6 May, 2017. Our local group of likeminded sketching, plein air, and doodling artists met to draw at the City Market this weekend. The place, normally bustling on a Saturday morning, was especially so on this day. The crowds of shoppers were teeming, the birds were in song, a light breeze played over the pavement and stalls of fruits and vegetables. Even the normally vacant spaces were occupied by additional sellers and street performers.
I was drawn to a quartet of older gentlemen playing stringed instruments and performing American folk music – Woody Guthrie, Pete Segar, and many others. From what I gathered, they’re not a “group,” per se. Individually, they play with other, more organized groups of musicians but thought it would be a hoot to play together on this morning. And what a treat it was that they decided to do so – they were wonderful! After standing and sketching them for a while, I eventually wandered over to a nearby park bench and claimed my stake so that I could draw and listen to their set.
My objective was to keep it simple, keep it loose, and really shoot for the “less is more” approach. Sometimes it takes me several pages to loosen up and shake the tight-ass scrawls, and this was to be the case today as well. In fact, the sketch above was my last of the morning. After having drawn the same guys several times, I finally got to the point that I “knew” my subject and could design the sketch. I really like how the black and white turned out, and I’m especially pleased to have remembered to get a good image of it before adding loose patches of watercolor wash. In almost every way, the color is there to create a more holistic image: there’s a bit of “push/pull” taking place in the interaction between cools and warms, and the placement of color and value helps to direct the eye in a circular motion, reinforcing what was begun with the linear composition.
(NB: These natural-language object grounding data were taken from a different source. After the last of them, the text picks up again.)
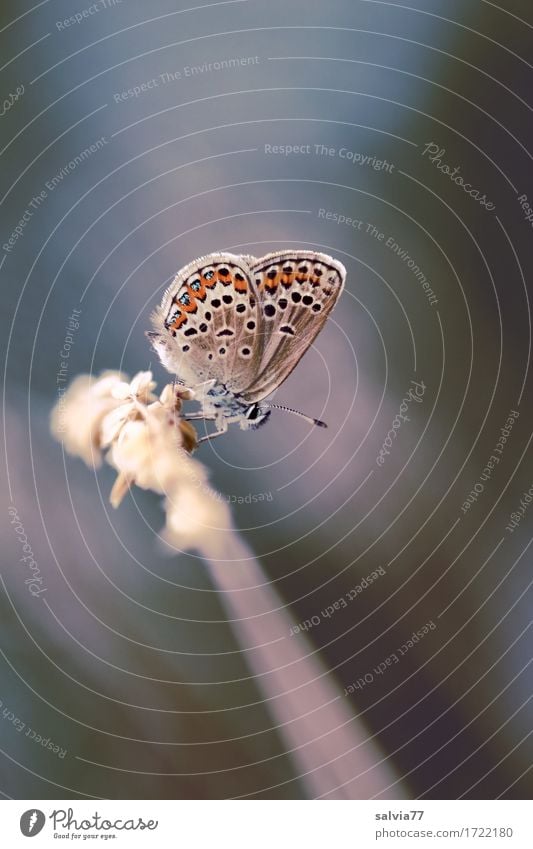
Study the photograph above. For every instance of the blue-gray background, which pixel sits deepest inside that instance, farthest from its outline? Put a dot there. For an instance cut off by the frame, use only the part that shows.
(183, 171)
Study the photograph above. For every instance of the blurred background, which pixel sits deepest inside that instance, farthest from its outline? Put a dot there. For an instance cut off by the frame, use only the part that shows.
(136, 137)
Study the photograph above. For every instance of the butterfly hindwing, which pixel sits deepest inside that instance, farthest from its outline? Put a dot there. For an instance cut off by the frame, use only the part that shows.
(297, 291)
(207, 325)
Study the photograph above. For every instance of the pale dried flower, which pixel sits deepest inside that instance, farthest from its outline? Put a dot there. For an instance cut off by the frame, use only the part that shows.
(149, 444)
(78, 415)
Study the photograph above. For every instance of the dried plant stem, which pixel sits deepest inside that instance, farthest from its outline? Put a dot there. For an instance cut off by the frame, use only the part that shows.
(329, 744)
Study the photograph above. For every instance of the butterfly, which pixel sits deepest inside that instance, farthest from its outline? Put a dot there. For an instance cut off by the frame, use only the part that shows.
(233, 327)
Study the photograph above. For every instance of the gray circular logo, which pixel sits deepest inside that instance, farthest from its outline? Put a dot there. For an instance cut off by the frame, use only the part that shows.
(32, 822)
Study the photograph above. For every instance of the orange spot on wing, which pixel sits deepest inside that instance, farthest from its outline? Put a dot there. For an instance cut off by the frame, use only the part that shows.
(178, 321)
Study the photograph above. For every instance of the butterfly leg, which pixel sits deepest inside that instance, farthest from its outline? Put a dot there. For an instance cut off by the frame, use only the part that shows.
(223, 427)
(212, 436)
(191, 417)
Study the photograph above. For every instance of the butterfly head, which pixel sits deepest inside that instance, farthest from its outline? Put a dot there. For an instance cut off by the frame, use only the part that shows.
(255, 415)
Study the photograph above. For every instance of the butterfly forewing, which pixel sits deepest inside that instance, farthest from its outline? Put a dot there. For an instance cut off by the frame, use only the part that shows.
(209, 318)
(297, 291)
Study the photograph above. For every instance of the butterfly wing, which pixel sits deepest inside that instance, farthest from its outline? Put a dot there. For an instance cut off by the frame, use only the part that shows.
(297, 291)
(206, 327)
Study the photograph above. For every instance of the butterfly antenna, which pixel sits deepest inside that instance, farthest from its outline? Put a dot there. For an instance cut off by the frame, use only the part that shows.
(310, 419)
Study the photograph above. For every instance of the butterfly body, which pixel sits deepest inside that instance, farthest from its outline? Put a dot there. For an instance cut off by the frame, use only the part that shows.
(234, 327)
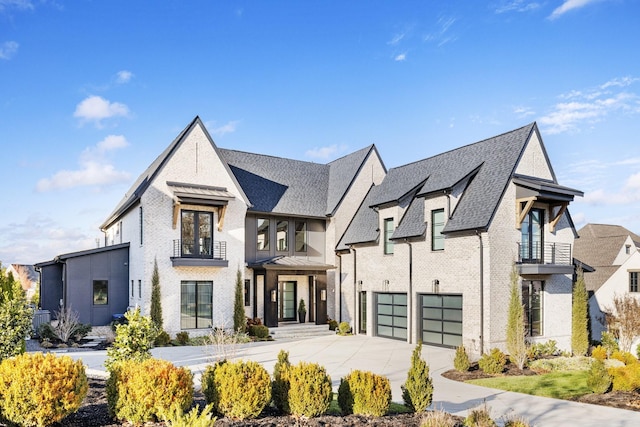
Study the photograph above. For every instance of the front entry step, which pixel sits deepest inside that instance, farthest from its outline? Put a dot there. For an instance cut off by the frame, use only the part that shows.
(299, 330)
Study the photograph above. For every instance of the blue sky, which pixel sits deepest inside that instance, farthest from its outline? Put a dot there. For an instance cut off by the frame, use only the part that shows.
(92, 91)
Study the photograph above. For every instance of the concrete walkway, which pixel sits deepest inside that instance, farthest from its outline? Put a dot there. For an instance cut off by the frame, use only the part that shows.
(340, 355)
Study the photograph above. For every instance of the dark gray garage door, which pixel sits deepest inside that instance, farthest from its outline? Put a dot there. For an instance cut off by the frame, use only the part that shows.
(391, 315)
(441, 319)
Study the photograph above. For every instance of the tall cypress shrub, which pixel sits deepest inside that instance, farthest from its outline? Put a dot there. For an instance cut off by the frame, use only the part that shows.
(516, 344)
(156, 304)
(239, 318)
(580, 316)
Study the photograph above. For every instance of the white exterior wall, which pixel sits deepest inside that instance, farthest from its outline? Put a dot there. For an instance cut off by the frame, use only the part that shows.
(372, 172)
(195, 162)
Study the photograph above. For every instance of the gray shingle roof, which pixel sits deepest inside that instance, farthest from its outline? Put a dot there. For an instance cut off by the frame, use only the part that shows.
(598, 246)
(489, 163)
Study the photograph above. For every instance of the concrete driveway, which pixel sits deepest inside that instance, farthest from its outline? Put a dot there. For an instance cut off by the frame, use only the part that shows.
(340, 355)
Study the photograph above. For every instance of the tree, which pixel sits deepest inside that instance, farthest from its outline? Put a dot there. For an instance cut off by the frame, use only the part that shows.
(15, 316)
(156, 299)
(516, 344)
(417, 391)
(580, 316)
(623, 320)
(239, 318)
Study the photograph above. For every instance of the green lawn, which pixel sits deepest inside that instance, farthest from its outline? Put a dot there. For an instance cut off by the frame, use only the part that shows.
(560, 385)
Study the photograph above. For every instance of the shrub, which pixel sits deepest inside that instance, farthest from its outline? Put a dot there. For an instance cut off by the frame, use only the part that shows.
(182, 338)
(438, 418)
(598, 380)
(364, 393)
(479, 417)
(461, 361)
(37, 389)
(194, 418)
(238, 390)
(162, 340)
(493, 363)
(144, 391)
(624, 356)
(310, 390)
(626, 378)
(134, 339)
(609, 342)
(344, 328)
(258, 331)
(280, 384)
(599, 353)
(417, 391)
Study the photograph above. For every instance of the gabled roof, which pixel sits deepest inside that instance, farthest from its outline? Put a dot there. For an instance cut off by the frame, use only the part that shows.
(486, 167)
(293, 187)
(132, 197)
(599, 246)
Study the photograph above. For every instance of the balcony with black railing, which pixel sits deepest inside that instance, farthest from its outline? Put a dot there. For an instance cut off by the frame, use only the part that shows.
(547, 258)
(205, 253)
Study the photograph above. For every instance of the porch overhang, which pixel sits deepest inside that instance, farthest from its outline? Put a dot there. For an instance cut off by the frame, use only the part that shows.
(544, 269)
(531, 190)
(202, 195)
(290, 263)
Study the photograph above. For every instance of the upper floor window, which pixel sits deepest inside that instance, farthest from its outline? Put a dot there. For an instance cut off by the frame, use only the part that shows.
(388, 232)
(282, 235)
(301, 236)
(197, 234)
(437, 225)
(141, 222)
(263, 234)
(633, 281)
(532, 301)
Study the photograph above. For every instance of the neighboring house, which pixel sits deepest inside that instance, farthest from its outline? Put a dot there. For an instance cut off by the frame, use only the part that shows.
(421, 252)
(27, 276)
(612, 251)
(430, 253)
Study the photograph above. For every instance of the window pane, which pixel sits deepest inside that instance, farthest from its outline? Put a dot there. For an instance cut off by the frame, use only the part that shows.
(437, 225)
(188, 233)
(301, 236)
(282, 235)
(263, 234)
(204, 232)
(388, 232)
(100, 292)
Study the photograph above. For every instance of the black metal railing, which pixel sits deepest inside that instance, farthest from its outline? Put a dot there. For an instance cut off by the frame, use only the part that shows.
(207, 250)
(548, 253)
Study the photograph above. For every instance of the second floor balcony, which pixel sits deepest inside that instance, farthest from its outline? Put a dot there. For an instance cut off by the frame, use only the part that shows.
(547, 258)
(206, 254)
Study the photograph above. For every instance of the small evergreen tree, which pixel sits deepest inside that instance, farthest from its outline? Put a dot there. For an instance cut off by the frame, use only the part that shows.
(156, 299)
(516, 344)
(239, 318)
(15, 316)
(417, 391)
(580, 316)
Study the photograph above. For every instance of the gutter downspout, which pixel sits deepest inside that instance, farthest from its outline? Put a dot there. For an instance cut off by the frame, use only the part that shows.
(478, 233)
(355, 292)
(410, 302)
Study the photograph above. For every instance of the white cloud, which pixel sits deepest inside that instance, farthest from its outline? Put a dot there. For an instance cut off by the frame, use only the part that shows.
(124, 76)
(18, 4)
(517, 6)
(230, 127)
(95, 169)
(95, 109)
(586, 107)
(325, 153)
(8, 49)
(569, 5)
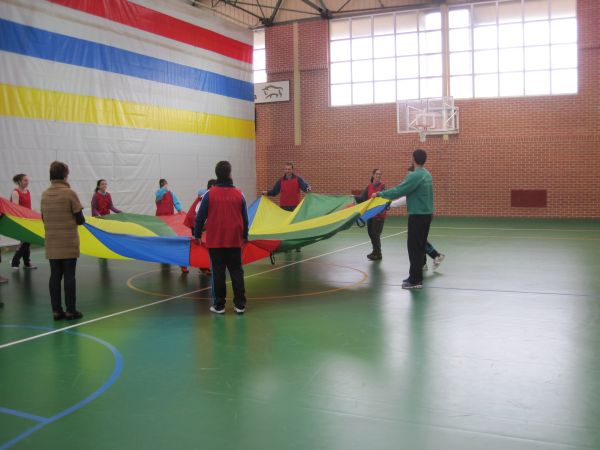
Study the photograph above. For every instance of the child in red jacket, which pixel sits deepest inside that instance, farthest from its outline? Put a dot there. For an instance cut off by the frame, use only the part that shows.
(102, 201)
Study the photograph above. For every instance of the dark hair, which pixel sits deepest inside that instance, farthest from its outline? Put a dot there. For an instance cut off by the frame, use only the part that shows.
(17, 178)
(420, 156)
(98, 184)
(223, 170)
(58, 171)
(373, 174)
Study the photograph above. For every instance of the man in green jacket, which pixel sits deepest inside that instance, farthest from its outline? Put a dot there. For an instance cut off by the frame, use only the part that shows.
(417, 186)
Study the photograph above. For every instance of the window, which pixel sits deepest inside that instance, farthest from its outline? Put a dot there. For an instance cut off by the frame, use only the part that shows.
(259, 60)
(383, 58)
(513, 48)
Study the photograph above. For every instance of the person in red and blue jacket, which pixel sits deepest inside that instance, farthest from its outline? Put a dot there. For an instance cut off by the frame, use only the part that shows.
(166, 200)
(223, 213)
(375, 224)
(21, 196)
(102, 201)
(289, 187)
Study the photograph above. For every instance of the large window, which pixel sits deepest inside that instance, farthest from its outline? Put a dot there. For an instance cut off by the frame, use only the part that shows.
(379, 59)
(513, 48)
(497, 48)
(259, 60)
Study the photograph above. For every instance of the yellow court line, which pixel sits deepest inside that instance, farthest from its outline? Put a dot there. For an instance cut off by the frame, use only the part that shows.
(32, 103)
(538, 238)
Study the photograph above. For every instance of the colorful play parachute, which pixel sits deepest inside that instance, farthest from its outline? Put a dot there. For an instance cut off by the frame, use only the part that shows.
(166, 240)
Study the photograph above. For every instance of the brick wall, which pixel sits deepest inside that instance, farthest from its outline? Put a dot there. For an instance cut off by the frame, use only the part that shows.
(550, 143)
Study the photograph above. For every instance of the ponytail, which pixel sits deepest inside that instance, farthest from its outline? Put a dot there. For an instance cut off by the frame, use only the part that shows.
(17, 178)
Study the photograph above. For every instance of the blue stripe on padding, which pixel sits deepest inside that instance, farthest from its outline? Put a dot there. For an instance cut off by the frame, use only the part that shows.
(161, 249)
(30, 41)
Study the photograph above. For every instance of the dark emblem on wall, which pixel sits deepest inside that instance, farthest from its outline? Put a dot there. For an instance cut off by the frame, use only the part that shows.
(271, 91)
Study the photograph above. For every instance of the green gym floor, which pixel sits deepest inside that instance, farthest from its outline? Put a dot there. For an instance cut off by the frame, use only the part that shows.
(500, 350)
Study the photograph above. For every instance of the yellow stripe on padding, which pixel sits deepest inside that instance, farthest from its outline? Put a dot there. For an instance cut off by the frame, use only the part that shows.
(32, 103)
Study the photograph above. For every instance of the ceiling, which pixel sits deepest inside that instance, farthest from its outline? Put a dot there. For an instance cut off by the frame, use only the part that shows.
(260, 13)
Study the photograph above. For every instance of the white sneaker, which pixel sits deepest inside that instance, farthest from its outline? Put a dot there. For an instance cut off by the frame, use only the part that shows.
(438, 260)
(217, 311)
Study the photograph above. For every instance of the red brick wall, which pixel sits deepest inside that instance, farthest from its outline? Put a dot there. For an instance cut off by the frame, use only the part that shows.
(550, 143)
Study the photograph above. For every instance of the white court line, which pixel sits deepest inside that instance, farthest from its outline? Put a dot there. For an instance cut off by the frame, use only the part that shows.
(158, 302)
(434, 227)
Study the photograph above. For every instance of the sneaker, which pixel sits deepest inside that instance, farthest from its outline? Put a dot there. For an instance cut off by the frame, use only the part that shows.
(74, 315)
(438, 260)
(409, 285)
(217, 311)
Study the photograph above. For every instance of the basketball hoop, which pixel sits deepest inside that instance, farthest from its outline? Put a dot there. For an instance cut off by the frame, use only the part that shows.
(422, 132)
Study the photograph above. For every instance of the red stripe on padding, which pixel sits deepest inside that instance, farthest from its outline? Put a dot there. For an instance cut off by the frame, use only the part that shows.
(146, 19)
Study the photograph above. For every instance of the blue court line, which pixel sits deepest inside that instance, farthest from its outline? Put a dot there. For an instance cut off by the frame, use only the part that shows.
(22, 414)
(46, 421)
(30, 41)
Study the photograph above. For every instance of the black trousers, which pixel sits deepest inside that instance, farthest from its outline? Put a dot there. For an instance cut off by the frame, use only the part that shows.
(59, 269)
(23, 251)
(375, 228)
(230, 259)
(418, 230)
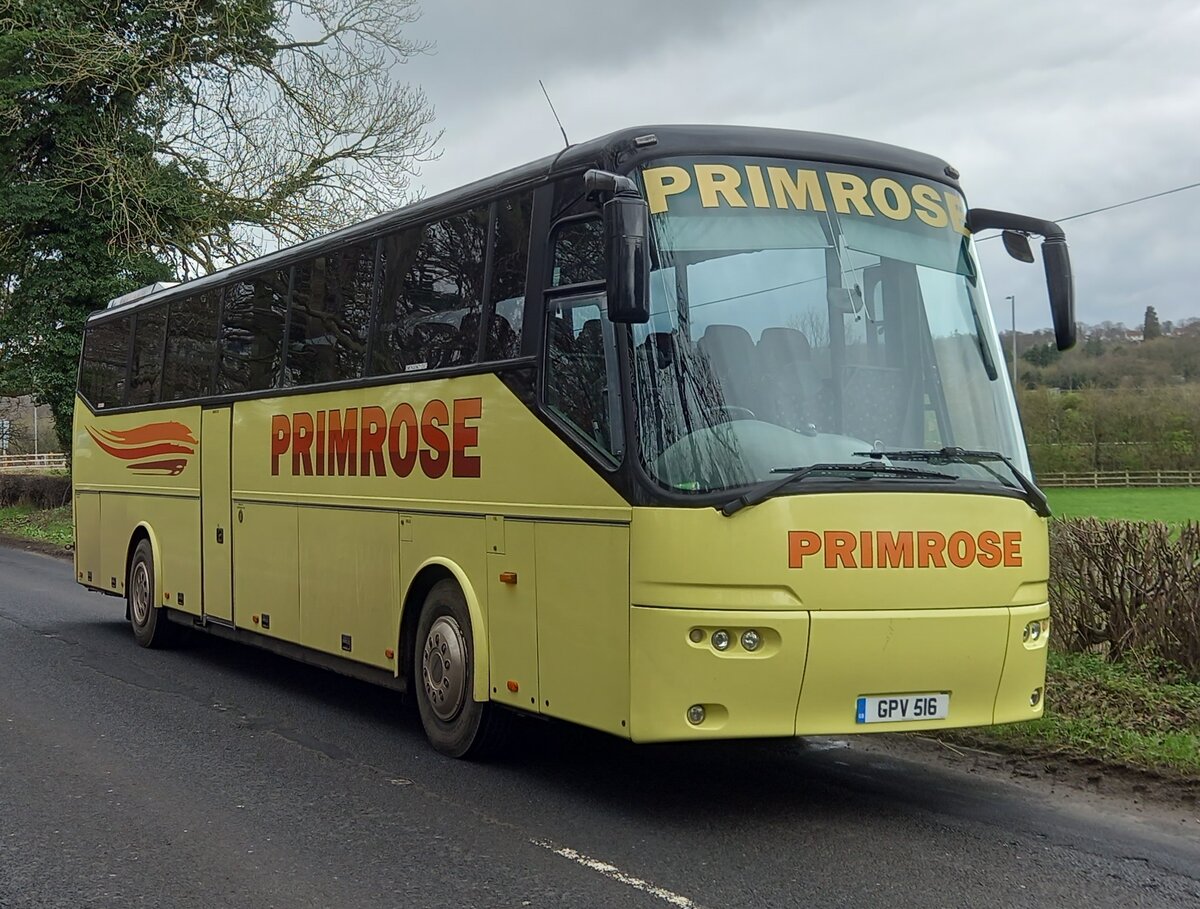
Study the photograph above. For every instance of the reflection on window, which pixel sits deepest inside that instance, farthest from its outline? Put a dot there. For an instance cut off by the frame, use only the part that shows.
(330, 313)
(150, 324)
(431, 295)
(579, 252)
(105, 361)
(581, 375)
(252, 332)
(509, 276)
(191, 347)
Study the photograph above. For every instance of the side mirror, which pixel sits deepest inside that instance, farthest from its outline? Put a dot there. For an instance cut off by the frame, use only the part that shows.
(1018, 246)
(1055, 257)
(627, 242)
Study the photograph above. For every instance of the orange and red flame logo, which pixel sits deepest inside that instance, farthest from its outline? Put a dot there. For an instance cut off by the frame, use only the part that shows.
(148, 446)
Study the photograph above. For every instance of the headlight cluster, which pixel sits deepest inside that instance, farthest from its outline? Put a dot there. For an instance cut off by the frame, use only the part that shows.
(721, 639)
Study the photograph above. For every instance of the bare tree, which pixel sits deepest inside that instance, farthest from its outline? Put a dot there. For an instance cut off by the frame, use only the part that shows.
(283, 119)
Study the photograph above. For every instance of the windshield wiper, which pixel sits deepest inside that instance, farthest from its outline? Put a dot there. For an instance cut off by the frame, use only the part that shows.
(858, 471)
(1035, 497)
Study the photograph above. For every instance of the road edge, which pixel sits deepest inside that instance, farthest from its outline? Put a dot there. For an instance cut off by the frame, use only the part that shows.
(41, 547)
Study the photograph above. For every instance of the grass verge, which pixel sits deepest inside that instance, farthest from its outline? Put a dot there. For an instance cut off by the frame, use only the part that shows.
(1135, 716)
(1174, 505)
(47, 527)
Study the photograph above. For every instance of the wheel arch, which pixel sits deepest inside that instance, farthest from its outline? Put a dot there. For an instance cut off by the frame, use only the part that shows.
(426, 576)
(144, 531)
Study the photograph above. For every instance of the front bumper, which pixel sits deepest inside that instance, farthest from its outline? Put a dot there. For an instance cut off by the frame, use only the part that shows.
(811, 667)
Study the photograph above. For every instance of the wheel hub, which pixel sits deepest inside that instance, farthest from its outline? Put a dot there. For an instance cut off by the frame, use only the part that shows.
(139, 594)
(444, 668)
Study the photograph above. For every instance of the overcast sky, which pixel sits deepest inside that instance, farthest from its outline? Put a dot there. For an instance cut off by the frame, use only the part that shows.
(1047, 108)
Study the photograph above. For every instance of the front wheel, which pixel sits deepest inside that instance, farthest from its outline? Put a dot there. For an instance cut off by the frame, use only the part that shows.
(444, 675)
(151, 628)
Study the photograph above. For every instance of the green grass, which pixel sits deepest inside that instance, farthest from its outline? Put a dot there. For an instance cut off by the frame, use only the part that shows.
(1128, 714)
(1174, 505)
(48, 527)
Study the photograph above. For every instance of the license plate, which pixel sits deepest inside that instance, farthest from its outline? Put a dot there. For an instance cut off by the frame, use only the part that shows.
(901, 708)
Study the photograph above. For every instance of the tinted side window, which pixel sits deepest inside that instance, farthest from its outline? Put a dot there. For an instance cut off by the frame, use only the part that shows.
(513, 216)
(579, 252)
(431, 295)
(148, 333)
(330, 313)
(581, 371)
(252, 332)
(105, 360)
(191, 348)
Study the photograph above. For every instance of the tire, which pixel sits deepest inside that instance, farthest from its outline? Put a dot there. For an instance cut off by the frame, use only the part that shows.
(443, 678)
(151, 628)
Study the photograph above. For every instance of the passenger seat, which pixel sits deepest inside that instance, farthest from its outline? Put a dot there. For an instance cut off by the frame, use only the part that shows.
(731, 356)
(791, 381)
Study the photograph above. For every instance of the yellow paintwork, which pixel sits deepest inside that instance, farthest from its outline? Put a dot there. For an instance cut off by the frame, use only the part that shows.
(831, 633)
(112, 501)
(595, 627)
(216, 516)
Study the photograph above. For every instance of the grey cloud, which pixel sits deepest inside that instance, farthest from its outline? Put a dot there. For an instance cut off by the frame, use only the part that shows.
(1045, 108)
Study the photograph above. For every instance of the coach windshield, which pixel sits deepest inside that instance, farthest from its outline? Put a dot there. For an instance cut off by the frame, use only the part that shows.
(805, 313)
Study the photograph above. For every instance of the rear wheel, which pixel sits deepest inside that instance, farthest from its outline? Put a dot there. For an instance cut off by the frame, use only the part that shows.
(444, 676)
(151, 628)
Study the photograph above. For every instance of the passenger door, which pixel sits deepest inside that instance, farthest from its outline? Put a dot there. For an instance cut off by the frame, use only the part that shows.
(216, 547)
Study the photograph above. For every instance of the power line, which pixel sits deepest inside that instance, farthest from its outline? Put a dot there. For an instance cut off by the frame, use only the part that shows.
(1117, 205)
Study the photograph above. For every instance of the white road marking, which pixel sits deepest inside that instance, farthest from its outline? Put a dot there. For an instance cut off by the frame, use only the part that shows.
(612, 871)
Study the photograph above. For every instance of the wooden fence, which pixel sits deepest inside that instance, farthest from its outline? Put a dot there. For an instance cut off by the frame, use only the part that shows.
(1101, 479)
(53, 461)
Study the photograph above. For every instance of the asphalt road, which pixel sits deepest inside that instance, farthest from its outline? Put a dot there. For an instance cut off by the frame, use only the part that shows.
(219, 775)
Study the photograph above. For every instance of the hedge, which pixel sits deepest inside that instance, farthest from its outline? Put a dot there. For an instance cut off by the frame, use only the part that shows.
(40, 491)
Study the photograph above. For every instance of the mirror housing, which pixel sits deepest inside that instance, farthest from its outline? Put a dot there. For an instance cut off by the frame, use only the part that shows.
(627, 242)
(1055, 258)
(1018, 246)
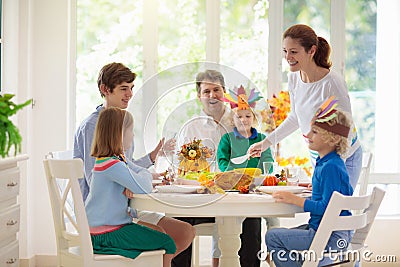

Really. Is there anything more joyful sounding than the plucking of a banjo? And is there any musical instrument that can go from such joy to such intense melancholy in but the briefest of moments?
From my park bench seat, my view took in outside dining, architecture and a variety of architectural details, people shopping, performers performing, and sellers selling. In keeping with the idea of simplicity, I began this outdoor dining sketch by focusing on the silhouette “line” of people and objects that cuts through the bottom center horizon. Notice that it’s (mostly) a single, uninterrupted line. This is a great architectural exercise that I find works to tease out the most important elements of a skyline, or even a landscape. Turns out that it works well for people too – at least in this case. I really love it when a sketch gets distilled down into the barest minimum of essential elements, and for that reason alone I find myself incredibly happy with where this one wound up – not to mention the enjoyment of the process/path I took to get there. Once the sketch began, the rest was intuitive. It’s at such times, when using the pen is like riding a bicycle, that I’m often at my most content.
(Drawn on location in the Kansas City, Missouri City Market using an Omni-Ball Deluxe and watercolor wash on Strathmore Aquarius II paper.)